Buscando não se sabe bem o quê.

sexta-feira, 5 de dezembro de 2008

Minha Fábrica de Consenso


Meu coração incomodado chegou tarde na palestra. Olhei para as horas e percebi o atraso. Resolvi ficar quieto no canto da mesa principal. Enquanto isso eles estavam falando sobre um assunto polêmico e pitoresco. O sociólogo orador, citando Hegel, manifestou seu ponto de vista: "quanto mais o homem domina seu trabalho mais impotente ele mesmo se torna. Quanto mais mecanizado se torna o trabalho, menor valor ele tem e mais arduamente deve o indivíduo trabalhar. O valor do trabalho decresce na mesma proporção em que cresce a produtividade do trabalho. As faculdades do indivíduo são restringidas de modo ilimitado, e a consciência do operário é degradada ao mais baixo nível de embotamento."


Quando essa explanação terminou e os aplausos se ouviram - eu pedi a palavra. Notei que haviam protestos significativos contra a minha presença. Murmurinhos começaram a se ouvir de um lado e do outro do auditório. Os burburinhos gradualmente começaram a aumentar. Uns mais perturbados pediram para eu calar a boca, mas eu nem havia iniciado a falar. Outros insensatos exclamaram que eu sou um vendido, um venal, que eu defendo os interesses dos poderosos, dos donos dos mecanismos e das estruturas, que eu sou uma espécie de 'lambe botas' do mundo da exploração.


Quanta contradição nessa sala do espanto. Eu que sempre admirei Hegel e creio, com toda a minha fé, na força da dialética. Eu -- que já perambulei pelas calçadas de Tübingen, universidade do velho professor alemão, que já presenciei o mundo real de forma concreta e, no imaginário, sempre adequei meus pensamentos e expressões no mundo mais justo para todos -- estava sendo massacrado pelo coração algemado das idéias rançosas.


E a promiscuidade das mentalidades confusas se fazia presente ali naquele auditório de algumas pessoas. Não lembro, ao certo, quantas eram, mas eram poucas. E tenho notado que é essa a realidade do mundo que estamos embutidos. A voz de poucas pessoas se multiplica ao ponto de se confundir com a voz sensata e perene do povo. Quanta injustiça para com a triste plebe que não participa de nada e não tem condições de frequentar reuniões como aquela.
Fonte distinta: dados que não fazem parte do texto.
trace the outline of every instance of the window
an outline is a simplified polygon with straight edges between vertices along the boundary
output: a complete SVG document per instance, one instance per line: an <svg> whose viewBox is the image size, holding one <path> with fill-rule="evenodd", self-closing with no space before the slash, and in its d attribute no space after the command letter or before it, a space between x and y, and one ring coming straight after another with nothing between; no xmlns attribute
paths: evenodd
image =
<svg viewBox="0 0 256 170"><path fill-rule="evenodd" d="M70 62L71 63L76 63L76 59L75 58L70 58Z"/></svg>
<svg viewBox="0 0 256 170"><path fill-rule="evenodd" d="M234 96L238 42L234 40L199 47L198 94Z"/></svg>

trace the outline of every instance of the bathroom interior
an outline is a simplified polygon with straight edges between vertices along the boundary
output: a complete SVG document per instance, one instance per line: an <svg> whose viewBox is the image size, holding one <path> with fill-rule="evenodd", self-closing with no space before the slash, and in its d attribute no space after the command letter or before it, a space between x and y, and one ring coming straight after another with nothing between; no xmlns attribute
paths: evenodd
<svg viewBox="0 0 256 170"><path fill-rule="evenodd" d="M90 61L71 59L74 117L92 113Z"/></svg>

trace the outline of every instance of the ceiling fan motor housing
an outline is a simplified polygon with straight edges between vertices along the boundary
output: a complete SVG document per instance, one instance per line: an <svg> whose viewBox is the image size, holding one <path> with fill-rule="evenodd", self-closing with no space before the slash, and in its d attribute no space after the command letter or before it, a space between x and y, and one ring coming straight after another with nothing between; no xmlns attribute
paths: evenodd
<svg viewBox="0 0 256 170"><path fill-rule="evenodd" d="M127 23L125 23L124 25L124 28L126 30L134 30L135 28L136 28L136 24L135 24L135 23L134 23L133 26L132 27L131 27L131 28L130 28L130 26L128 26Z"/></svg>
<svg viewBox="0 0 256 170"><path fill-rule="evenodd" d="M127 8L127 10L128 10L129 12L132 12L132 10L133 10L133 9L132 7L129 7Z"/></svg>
Mas eu estava ali atônito, tonto com tamanha zombaria. Eu que sempre tive o santo cuidado de lavar com água bem límpida os mofos , os bolores e os ranços do meu cérebro. E estava ali, numa situação para lá de inusitada, em contato direto com os donos de uma razão sem prudência. Minha tolerância foi ao limite. E desabei a expressar meu ponto de vista.


Minha voz se ergueu no meio de todas as vaias e falei sobre a contradição, sobre a força das oposições que se resolvem em unidade. Disse com voz forte que acreditava na construção do consenso, que a natureza humana caminha na direção da convergência, apesar dos olhares reprovadores da divergência. Minha garganta vibrava de forma sublime em defesa de uma síntese construtiva. Aquilo doia, porque eu gritava. E bradava com toda a força do mundo contra os ideais da dialética sem síntese. Quanto paradoxo. Quanta insensatez. Eu gritava, além da conta, para além das paredes do auditório. Para que o mundo inteiro me ouvisse.
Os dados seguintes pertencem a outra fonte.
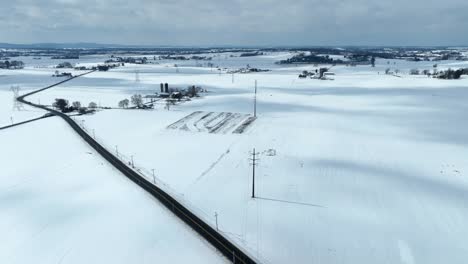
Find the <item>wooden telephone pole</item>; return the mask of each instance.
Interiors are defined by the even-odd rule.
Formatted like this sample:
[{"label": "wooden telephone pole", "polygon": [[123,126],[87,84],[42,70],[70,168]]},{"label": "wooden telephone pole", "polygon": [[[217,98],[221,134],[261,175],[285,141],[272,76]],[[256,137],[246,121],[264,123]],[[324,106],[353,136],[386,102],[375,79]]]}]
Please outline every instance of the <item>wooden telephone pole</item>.
[{"label": "wooden telephone pole", "polygon": [[258,165],[258,152],[255,152],[255,148],[253,149],[253,152],[250,153],[252,155],[252,158],[249,160],[252,162],[250,165],[252,165],[252,198],[255,198],[255,167]]}]

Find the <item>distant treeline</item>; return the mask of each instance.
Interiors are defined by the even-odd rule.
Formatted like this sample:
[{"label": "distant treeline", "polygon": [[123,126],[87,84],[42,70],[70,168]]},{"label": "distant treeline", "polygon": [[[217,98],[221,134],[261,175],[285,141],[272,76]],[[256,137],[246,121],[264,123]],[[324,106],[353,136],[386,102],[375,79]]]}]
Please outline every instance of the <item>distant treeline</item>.
[{"label": "distant treeline", "polygon": [[0,61],[0,69],[23,69],[24,62],[22,61]]},{"label": "distant treeline", "polygon": [[460,79],[462,75],[468,75],[468,68],[458,70],[448,69],[446,71],[439,72],[437,78],[445,80],[457,80]]}]

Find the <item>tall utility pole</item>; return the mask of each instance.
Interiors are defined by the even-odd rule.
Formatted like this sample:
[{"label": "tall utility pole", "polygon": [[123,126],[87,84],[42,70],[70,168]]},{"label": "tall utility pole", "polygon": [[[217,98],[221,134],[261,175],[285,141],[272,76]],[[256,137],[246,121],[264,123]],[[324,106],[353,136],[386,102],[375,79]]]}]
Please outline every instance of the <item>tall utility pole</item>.
[{"label": "tall utility pole", "polygon": [[250,161],[250,165],[252,165],[252,198],[255,198],[255,167],[258,165],[258,152],[255,152],[255,148],[253,149],[253,152],[251,152],[252,158]]},{"label": "tall utility pole", "polygon": [[254,117],[257,117],[257,80],[255,80]]}]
A hora passou e antes de devolver a palavra à presidência eu agradeci de coração à oportunidade. Disse que estava feliz de esboçar ali, naquele momento, para um auditório encolerizado, os ideais da construção de uma harmonia. Quando terminei ouvi um aplauso significativo no fundo da sala: era o inspetor que havia guardado no bolso seu bloco de notas e se levantou, com entusiasmo, para me aplaudir. Eu não mereço tão grande homenagem.